The token can be obtained from the "My Account" page (links for: [ICOS](https://cpauth.icos-cp.eu/), [SITES](https://auth.fieldsites.se/), [ICOS Cities](https://cityauth.icos-cp.eu/)), which can be accessed by logging in using one of the supported authentication mechanisms (username/password, university sign-in, OAuth sign in). After this the bootstrapping can be done as follows:

```Python
from icoscp_core.icos import bootstrap
cookie_token = 'cpauthToken=WzE2OTY2NzQ5OD...'
meta, data = bootstrap.fromCookieToken(cookie_token)
```

### Explicit credentials (advanced option)

The user may choose to use their own mechanism of providing the credentials to initialize the authentication.
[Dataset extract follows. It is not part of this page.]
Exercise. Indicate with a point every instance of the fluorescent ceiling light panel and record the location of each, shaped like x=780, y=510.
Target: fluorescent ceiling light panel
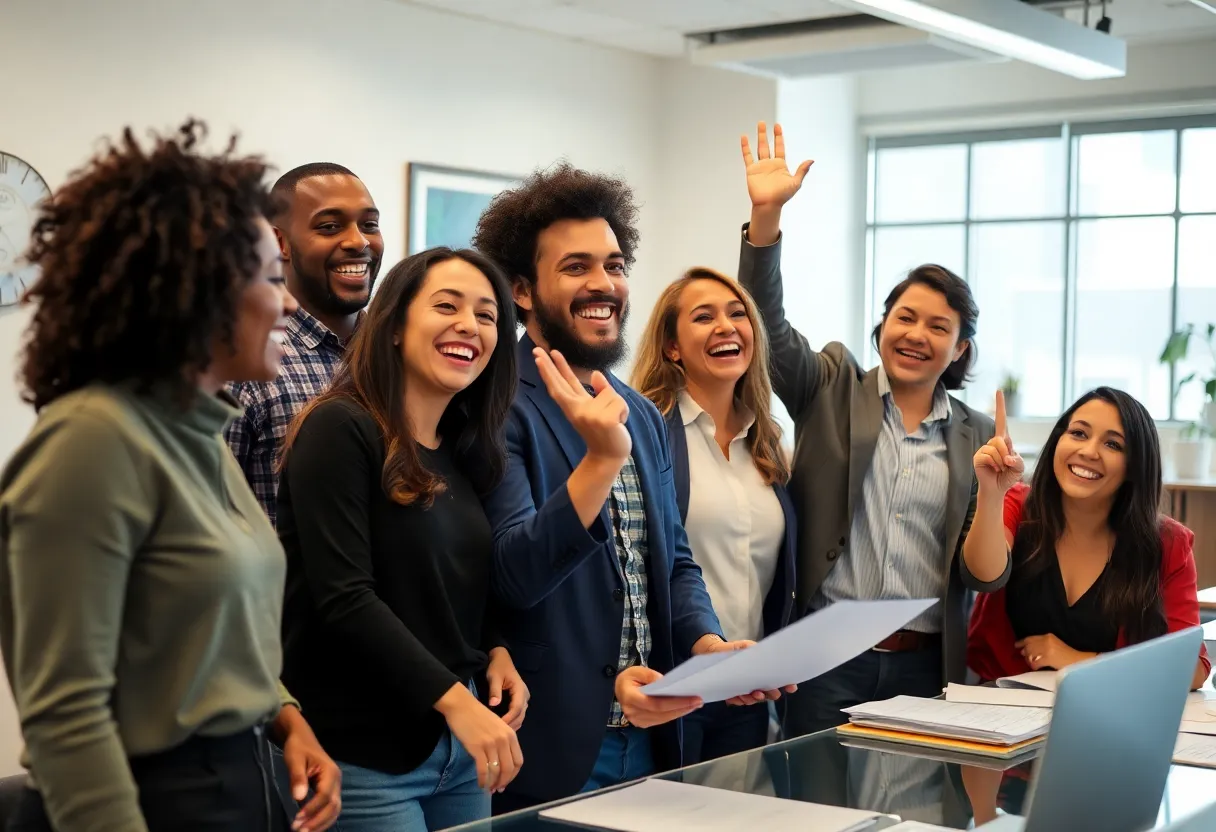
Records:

This should be considered as an advanced option. **(Please do not put your password as clear text in your Python code!)** This can be achieved as follows:

```Python
from icoscp_core.icos import bootstrap
meta, data = bootstrap.fromCredentials(username_variable, password_containing_variable)
```

---

## Metadata access

```Python
from icoscp_core.icos import meta, ATMO_STATION
from icoscp_core.metaclient import TimeFilter, SizeFilter, SamplingHeightFilter

# fetches the list of known data types, including metadata associated with them
all_datatypes = meta.list_datatypes()

# data types with structured data access
previewable_datatypes = [dt for dt in all_datatypes if dt.has_data_access]

# fetch lists of stations
icos_stations = meta.list_stations()
atmo_stations = meta.list_stations(ATMO_STATION)
all_known_stations = meta.list_stations(False)

# list data objects; a contrived, complicated example to demonstrate the possibilities
filtered_atc_co2 = meta.list_data_objects(
	datatype = [
		"http://meta.icos-cp.eu/resources/cpmeta/atcCo2L2DataObject",
		"http://meta.icos-cp.eu/resources/cpmeta/atcCo2NrtGrowingDataObject"
	],
	station = "http://meta.icos-cp.eu/resources/stations/AS_GAT",
	filters = [
		TimeFilter("submTime", ">", "2023-07-01T12:00:00Z"),
		TimeFilter("submTime", "<", "2023-07-10T12:00:00Z"),
		SizeFilter(">", 50000),
		SamplingHeightFilter("=", 216)
	],
	include_deprecated = True,
	order_by = "fileName",
	limit = 50
)

# get detailed metadata for a data object
dobj_uri = 'https://meta.icos-cp.eu/objects/BbEO5i3rDLhS_vR-eNNLjp3Q'
dobj_detailed_meta = meta.get_dobj_meta(dobj_uri)
```

Detailed help on the available metadata access methods can be obtained from `help(meta)` call.

---

## Data access
To fetch data (after having located interesting data objects in the previous step):

```Python
from icoscp_core.icos import data
import pandas as pd

# save the original data object contents to a folder on your machine
filename = data.save_to_folder(dobj_uri, '/myhome/icosdata/')

# get CSV representation of all previewable columns, parse it with pandas
csv_stream = data.get_csv_byte_stream(dobj_uri)
df = pd.read_csv(csv_stream)

# get dataset columns as typed arrays, ready to be imported into pandas
dobj_arrays = data.get_columns_as_arrays(dobj_detailed_meta)
df = pd.DataFrame(dobj_arrays)

# efficiently batch-fetch multiple data objects
multi_dobjs = data.batch_get_columns_as_arrays(filtered_atc_co2)
multi_df = ( (dobj, pd.DataFrame(arrs)) for dobj, arrs in multi_dobjs)
```


Downloading the original object is possible for all data objects. Structured data access, however, is limited to data objects whose data types' `has_data_access` property equals `True`.